To demonstrate the feasibility of the proposed method, a practical project was used to extract different partial models under three conditions: object types, object relations, and specific rules. Compared with the original model, the required objects were correctly extracted, which showed the validity of partial models at the semantic level. Furthermore, the extracted partial models could be imported back into the original software tool, which demonstrated the syntactical validity of the extracted IFC file.
Currently, although some commercial software products can be used to extract the required objects, it needs users to manually select the required objects, and the partial model cannot be extracted according to the particular rules. Some researchers have carried out research projects for partial model extraction, and mainly focus on some specific information, such as geometric information. In this study, the proposed PMESS method makes users automatically extract the partial model by requirement definition. Furthermore, users can define different requirements to extract the required partial model based on the PMESS, which can accommodate more applications.

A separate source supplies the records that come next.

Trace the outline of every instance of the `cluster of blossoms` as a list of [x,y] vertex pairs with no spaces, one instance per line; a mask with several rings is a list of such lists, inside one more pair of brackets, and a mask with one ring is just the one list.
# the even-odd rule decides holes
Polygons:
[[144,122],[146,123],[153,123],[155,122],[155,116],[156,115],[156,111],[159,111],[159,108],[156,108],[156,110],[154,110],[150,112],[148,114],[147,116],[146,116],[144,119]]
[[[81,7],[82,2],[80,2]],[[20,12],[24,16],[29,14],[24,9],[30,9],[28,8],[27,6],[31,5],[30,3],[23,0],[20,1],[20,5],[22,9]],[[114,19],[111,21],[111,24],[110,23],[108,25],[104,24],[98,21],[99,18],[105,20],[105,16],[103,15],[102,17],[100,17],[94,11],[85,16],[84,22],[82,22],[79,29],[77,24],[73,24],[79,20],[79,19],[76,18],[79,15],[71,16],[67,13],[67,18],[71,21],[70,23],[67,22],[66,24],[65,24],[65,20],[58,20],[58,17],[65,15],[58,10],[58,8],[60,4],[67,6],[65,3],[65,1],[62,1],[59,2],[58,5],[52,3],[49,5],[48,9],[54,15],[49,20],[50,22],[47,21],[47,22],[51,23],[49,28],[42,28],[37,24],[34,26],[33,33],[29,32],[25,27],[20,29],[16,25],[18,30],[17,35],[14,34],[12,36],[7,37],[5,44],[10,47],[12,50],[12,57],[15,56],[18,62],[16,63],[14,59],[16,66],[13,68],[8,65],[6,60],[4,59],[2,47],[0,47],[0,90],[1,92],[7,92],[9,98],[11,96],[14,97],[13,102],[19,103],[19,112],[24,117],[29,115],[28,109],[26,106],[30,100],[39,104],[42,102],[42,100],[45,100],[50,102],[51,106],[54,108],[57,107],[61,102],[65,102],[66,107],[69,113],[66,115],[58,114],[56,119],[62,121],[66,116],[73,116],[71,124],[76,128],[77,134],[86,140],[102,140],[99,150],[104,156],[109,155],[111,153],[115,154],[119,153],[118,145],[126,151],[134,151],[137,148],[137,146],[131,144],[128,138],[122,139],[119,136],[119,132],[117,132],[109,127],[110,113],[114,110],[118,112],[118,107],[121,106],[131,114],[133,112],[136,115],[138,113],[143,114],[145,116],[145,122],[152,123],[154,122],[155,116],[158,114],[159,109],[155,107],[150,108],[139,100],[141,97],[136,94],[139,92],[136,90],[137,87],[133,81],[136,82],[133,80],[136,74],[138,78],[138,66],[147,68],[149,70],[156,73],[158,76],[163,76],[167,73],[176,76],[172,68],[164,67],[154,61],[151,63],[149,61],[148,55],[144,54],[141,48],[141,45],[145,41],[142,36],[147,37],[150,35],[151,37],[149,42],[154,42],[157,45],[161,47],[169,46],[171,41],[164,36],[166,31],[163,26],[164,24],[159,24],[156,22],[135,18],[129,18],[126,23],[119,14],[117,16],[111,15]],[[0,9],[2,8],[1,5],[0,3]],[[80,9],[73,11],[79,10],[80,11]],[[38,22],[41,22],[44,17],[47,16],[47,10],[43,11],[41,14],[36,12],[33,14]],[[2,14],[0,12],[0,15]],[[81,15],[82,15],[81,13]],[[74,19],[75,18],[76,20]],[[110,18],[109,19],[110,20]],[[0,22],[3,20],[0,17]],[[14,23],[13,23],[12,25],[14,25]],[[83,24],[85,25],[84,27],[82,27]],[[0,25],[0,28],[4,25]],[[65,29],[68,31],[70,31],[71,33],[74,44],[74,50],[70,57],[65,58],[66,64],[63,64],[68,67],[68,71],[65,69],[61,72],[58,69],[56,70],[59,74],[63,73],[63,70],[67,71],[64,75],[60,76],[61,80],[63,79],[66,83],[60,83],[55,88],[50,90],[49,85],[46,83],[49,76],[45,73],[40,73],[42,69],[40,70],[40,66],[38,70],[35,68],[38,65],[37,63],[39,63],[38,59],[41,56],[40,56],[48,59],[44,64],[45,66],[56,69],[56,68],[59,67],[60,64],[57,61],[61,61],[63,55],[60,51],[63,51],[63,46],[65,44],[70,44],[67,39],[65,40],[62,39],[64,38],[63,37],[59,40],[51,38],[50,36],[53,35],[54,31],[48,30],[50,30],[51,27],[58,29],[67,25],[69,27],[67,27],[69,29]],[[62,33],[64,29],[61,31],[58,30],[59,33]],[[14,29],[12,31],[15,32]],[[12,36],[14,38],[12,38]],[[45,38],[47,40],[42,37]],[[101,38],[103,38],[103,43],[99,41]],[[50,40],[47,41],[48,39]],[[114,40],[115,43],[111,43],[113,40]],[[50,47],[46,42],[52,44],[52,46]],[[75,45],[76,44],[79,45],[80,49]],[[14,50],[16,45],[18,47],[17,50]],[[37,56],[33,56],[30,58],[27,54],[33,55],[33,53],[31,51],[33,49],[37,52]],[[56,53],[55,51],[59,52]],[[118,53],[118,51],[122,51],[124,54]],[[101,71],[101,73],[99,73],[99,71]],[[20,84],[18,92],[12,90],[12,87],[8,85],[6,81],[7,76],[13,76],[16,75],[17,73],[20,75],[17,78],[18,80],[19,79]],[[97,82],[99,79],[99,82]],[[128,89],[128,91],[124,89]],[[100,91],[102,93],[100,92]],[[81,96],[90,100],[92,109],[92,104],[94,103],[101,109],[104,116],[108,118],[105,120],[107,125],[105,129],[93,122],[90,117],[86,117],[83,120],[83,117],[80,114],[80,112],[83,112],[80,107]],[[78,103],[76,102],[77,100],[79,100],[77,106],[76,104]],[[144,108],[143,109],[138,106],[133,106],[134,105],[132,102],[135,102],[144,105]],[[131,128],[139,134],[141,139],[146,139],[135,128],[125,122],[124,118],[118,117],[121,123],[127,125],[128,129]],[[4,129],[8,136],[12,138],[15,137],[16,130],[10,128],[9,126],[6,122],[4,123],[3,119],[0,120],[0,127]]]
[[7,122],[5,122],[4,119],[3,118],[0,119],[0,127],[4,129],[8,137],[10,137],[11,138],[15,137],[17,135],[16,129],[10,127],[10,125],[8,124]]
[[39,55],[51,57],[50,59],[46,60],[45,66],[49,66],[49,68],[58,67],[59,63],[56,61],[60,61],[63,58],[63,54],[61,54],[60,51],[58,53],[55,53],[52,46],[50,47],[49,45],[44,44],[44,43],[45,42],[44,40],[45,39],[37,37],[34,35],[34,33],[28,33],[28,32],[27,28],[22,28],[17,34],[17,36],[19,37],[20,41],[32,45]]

This study is an important step in data sharing and exchange of building projects, and it also has room for improvement. For example, bSI proposed IDM and MVD for exchange requirements, and defined several templates for practical tasks. To extend the applicability of the proposed method, the PMESS should be mapped to IDM and MVD. Given the fact that the PMESS was designed based on the XML schema, the mapping mechanism between the PMESS and mvdXML could be further studied.